One of the things to keep in mind when learning a new programming language is that it isn’t enough to learn the syntax and semantics of various language features you are unfamiliar with. Just as important is learning the idioms and way of thinking that goes with these language features. On reddit, ubernostrum pointed out that my usage of

if all_links.get(url) == None:

was jarring to read as a Python programmer when compared to the more idiomatic

if url not in all_links:

Of course this is just a stylistic issue but his point is valid.
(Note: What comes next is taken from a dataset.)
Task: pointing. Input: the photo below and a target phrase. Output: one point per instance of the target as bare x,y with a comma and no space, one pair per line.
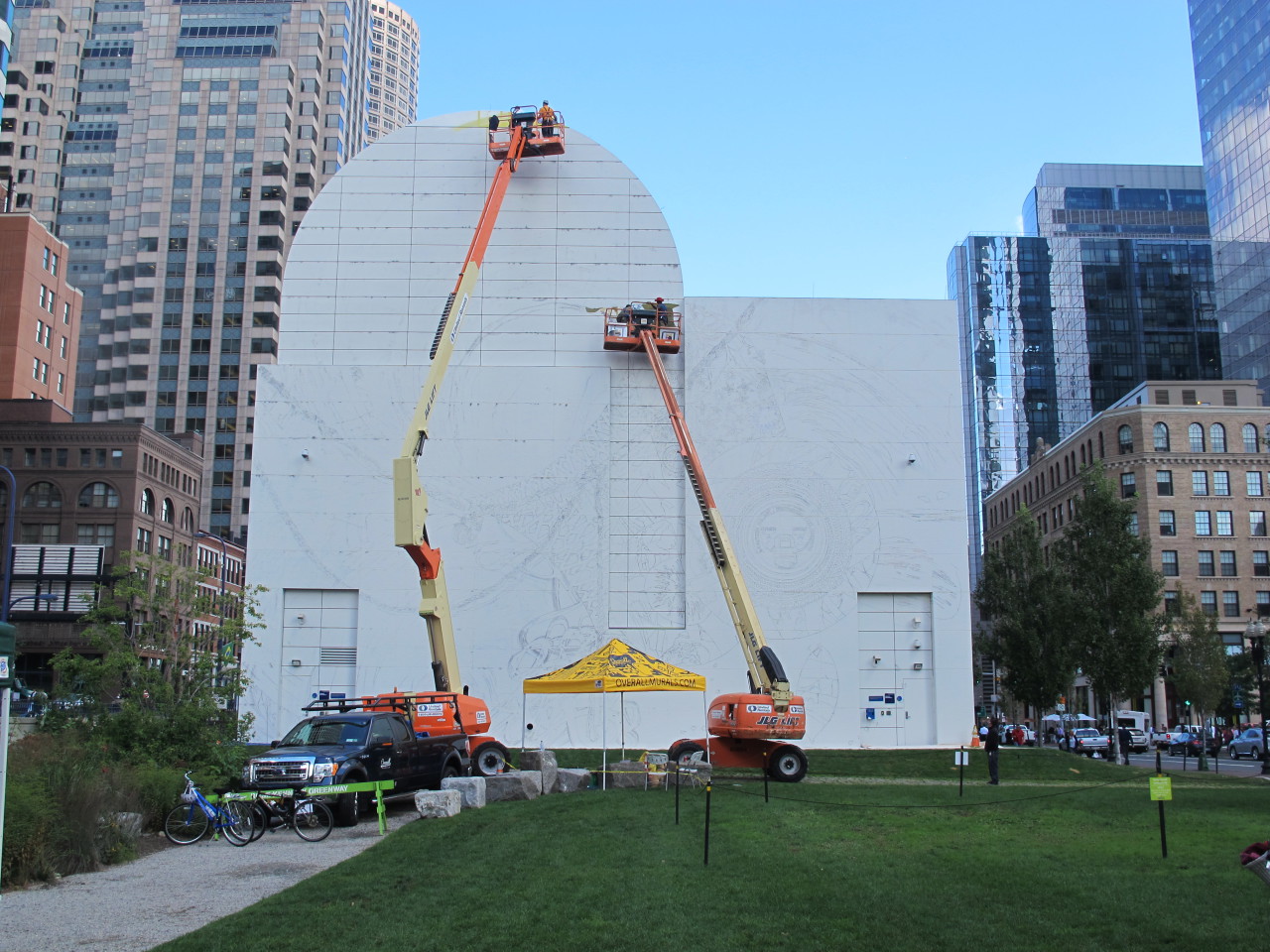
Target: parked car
1250,743
1088,742
1138,742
A similar thing happened with regards to other aspects of my recent post entitled Does C# 3.0 Beat Dynamic Languages at their Own Game? 

I argued that type inferencing and anonymous types in C# 3.0 did not offer the same degree of functionality that tuples and dynamic typing did when it came to processing intermediate values in a computation without requiring nominal types (i.e. named classes) to hold these values.

Specifically I had the following IronPython code,

IronPython Code

      for item in filteredItems:
            vote = (voteFunc(item), item, feedTitle)

            #add a vote for each of the URLs
            for url in item.outgoing_links.Keys:
                if all_links.get(url) is None:
                    all_links[url] = []
                all_links.get(url).append(vote)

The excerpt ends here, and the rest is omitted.